6 Clinical Microbiology Research Center, Ilam University of Medical Sciences, Ilam, Iran

7 Department of Microbiology, Pasteur Institute of Iran, Tehran, Iran


Objective(s): Foodborne diseases are considered as an important public health issue. The purpose of the current study was to isolate Lactobacillus spp. strains from fecal samples, investigate their antimicrobial properties, and assess the expression of genes encoding bacteriocin in co-culture of Lactobacillus with enteric pathogens.
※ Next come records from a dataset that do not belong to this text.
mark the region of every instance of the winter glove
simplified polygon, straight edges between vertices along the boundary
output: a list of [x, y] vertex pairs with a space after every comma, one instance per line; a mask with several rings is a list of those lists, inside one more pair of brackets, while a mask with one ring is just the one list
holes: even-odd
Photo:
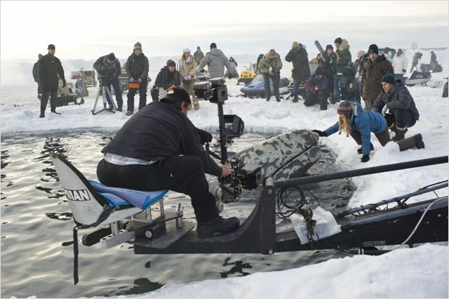
[[164, 98], [167, 95], [167, 91], [163, 88], [159, 88], [159, 99]]
[[319, 136], [320, 137], [328, 137], [328, 134], [326, 133], [326, 132], [323, 132], [322, 131], [319, 131], [319, 130], [312, 130], [312, 132], [315, 132], [316, 133], [318, 134]]

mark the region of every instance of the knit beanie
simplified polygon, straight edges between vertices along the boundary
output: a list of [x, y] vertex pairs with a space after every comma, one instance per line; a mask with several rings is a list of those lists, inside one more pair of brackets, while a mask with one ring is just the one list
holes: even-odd
[[274, 51], [274, 49], [271, 49], [270, 51], [268, 51], [268, 53], [267, 54], [265, 54], [265, 57], [267, 58], [270, 58], [272, 59], [276, 57], [276, 51]]
[[366, 52], [365, 52], [363, 50], [361, 50], [358, 52], [357, 52], [358, 57], [363, 57], [365, 54], [366, 54]]
[[390, 84], [394, 84], [394, 76], [391, 74], [384, 74], [380, 79], [381, 82], [389, 83]]
[[138, 41], [134, 44], [134, 50], [142, 50], [142, 44]]
[[370, 45], [370, 47], [368, 48], [368, 53], [375, 53], [376, 54], [379, 54], [379, 48], [377, 48], [377, 45], [375, 44]]
[[111, 53], [107, 55], [107, 57], [106, 58], [108, 60], [114, 61], [115, 60], [115, 55], [114, 54], [114, 53]]
[[351, 114], [352, 114], [352, 107], [349, 102], [347, 100], [342, 101], [337, 107], [337, 113], [339, 114], [344, 114], [347, 117], [351, 117]]

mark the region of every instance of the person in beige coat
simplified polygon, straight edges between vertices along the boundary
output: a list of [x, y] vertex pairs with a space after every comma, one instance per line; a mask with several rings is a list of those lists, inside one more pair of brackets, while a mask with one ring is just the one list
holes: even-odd
[[194, 91], [194, 84], [196, 81], [196, 67], [198, 64], [191, 53], [192, 51], [189, 48], [185, 48], [182, 51], [182, 56], [180, 58], [177, 65], [181, 75], [181, 87], [189, 93], [192, 99], [194, 108], [195, 110], [198, 110], [199, 109], [199, 102], [194, 100], [195, 93]]
[[271, 96], [269, 81], [273, 82], [273, 91], [277, 102], [281, 102], [279, 96], [279, 79], [281, 78], [281, 69], [282, 68], [282, 60], [279, 54], [276, 53], [274, 49], [271, 49], [264, 58], [260, 60], [258, 69], [260, 69], [262, 76], [264, 77], [265, 87], [265, 97], [267, 100], [269, 100]]

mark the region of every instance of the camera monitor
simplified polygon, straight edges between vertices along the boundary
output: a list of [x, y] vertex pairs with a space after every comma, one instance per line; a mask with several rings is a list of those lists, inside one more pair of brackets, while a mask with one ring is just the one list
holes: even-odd
[[234, 114], [223, 115], [224, 118], [224, 133], [231, 138], [239, 138], [243, 133], [245, 123], [242, 119]]

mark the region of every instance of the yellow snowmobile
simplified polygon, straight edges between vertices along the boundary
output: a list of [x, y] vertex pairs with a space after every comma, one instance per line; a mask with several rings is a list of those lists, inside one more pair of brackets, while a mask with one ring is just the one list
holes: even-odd
[[239, 85], [240, 82], [243, 82], [243, 84], [248, 84], [248, 83], [250, 83], [255, 77], [255, 74], [254, 74], [254, 72], [252, 70], [241, 71], [240, 77], [237, 80], [237, 85]]

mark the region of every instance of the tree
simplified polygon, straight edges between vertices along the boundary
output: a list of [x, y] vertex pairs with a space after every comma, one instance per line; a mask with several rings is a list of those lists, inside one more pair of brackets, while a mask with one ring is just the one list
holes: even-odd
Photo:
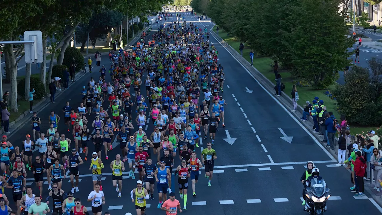
[[[292, 8], [289, 23], [295, 23], [290, 46], [292, 75], [325, 89], [338, 78], [336, 71], [350, 64], [347, 51], [354, 40], [348, 38], [346, 11], [339, 11], [339, 0], [300, 2]], [[297, 24], [298, 23], [298, 24]]]
[[90, 41], [104, 39], [113, 27], [121, 24], [125, 17], [122, 13], [113, 10], [103, 10], [101, 12], [93, 13], [87, 23], [81, 24], [76, 31], [78, 41], [82, 43], [81, 51], [84, 51], [87, 34]]

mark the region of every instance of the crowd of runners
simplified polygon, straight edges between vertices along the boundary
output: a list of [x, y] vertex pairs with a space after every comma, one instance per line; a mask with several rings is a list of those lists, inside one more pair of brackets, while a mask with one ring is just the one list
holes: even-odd
[[[3, 137], [2, 208], [9, 203], [1, 189], [6, 187], [12, 189], [11, 198], [17, 207], [12, 209], [17, 209], [18, 215], [23, 211], [26, 215], [46, 214], [50, 212], [50, 202], [52, 212], [60, 215], [88, 214], [81, 200], [73, 197], [81, 192], [81, 165], [88, 166], [88, 174], [92, 175], [94, 190], [86, 200], [91, 202], [94, 215], [100, 215], [107, 199], [102, 178], [108, 165], [118, 197], [126, 193], [122, 192], [125, 169], [129, 170], [129, 178], [138, 178], [136, 188], [130, 192], [138, 215], [144, 213], [147, 200], [157, 197], [154, 187], [158, 208], [172, 214], [178, 208], [181, 212], [171, 190], [172, 177], [176, 179], [174, 181], [178, 184], [184, 210], [189, 181], [192, 195], [196, 196], [201, 168], [205, 169], [206, 183], [212, 186], [217, 155], [211, 147], [218, 127], [225, 126], [224, 69], [217, 62], [218, 52], [209, 41], [207, 29], [187, 23], [186, 12], [172, 19], [169, 14], [162, 13], [157, 30], [144, 32], [131, 50], [110, 52], [110, 67], [102, 66], [99, 78], [91, 78], [87, 86], [73, 96], [81, 97], [80, 104], [67, 101], [62, 109], [52, 110], [49, 116], [34, 112], [31, 136], [24, 134], [22, 145], [13, 146]], [[172, 21], [165, 23], [168, 19]], [[45, 130], [40, 124], [47, 119], [50, 127]], [[61, 120], [66, 132], [57, 130]], [[154, 130], [146, 133], [150, 124]], [[203, 138], [208, 141], [207, 147], [197, 155], [195, 149]], [[113, 148], [113, 143], [119, 147]], [[37, 156], [32, 154], [35, 148], [38, 149]], [[93, 149], [89, 157], [89, 151]], [[112, 150], [118, 154], [115, 160], [104, 163]], [[181, 165], [174, 166], [178, 159]], [[32, 194], [32, 187], [26, 186], [27, 173], [33, 175], [39, 193]], [[61, 188], [67, 175], [72, 188], [64, 192]], [[43, 189], [47, 188], [49, 194], [43, 197]]]

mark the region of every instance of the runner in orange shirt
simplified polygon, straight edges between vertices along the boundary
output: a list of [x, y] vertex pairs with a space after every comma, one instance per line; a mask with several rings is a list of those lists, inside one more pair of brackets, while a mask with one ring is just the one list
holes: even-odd
[[[175, 199], [175, 193], [173, 192], [170, 193], [170, 199], [163, 203], [161, 208], [162, 210], [166, 211], [167, 215], [176, 215], [178, 209], [179, 209], [179, 212], [181, 213], [183, 212], [180, 208], [179, 201]], [[186, 210], [185, 206], [185, 210]]]

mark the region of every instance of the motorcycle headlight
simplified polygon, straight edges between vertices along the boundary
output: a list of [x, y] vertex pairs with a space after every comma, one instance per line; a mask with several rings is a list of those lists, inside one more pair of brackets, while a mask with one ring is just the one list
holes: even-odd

Materials and Methods: Fecal samples of healthy people were collected. Human colon adenocarcinoma cell line Caco-2 was used to examine Lactobacillus strains adherence capacity. Quantitative real-time reverse transcription PCR (qRT-PCR) was used to determine bacteriocin-encoding genes expression in co-culture of the selected Lactobacillus strain with Salmonella, Shigella, and two diarrheagenic Escherichia coli serotypes during 4, 6, and 24 hr of incubation.
Results: The selected L. plantarum strain was able to inhibit four foodborne pathogens in both methods. L. plantarum No.14 exhibited the highest ability to adhere to Caco-2 cells. In this study, pln F, sak P, pln I, pln B, and pln J genes of L. plantarum No.14 were upregulated in co-culture of L. plantarum No.14 with diarrheagenic E. coli serotypes. In addition, acd, Lactacin F, sak P, pln J, pln EF, and pln NC8 genes as well as pln NC8 and pln A genes mRNA levels were significantly increased in co-culture of L. plantarum No.14 with Shigella dysenteriae, and Salmonella typhi, respectively, during 24 hrs of incubation.
Conclusion: Other studied genes were down-regulated during the incubation time. The selected L. plantarum strains could be served as alternative antimicrobial agents against pathogens which could contaminate foodstuffs and are responsible for human diseases.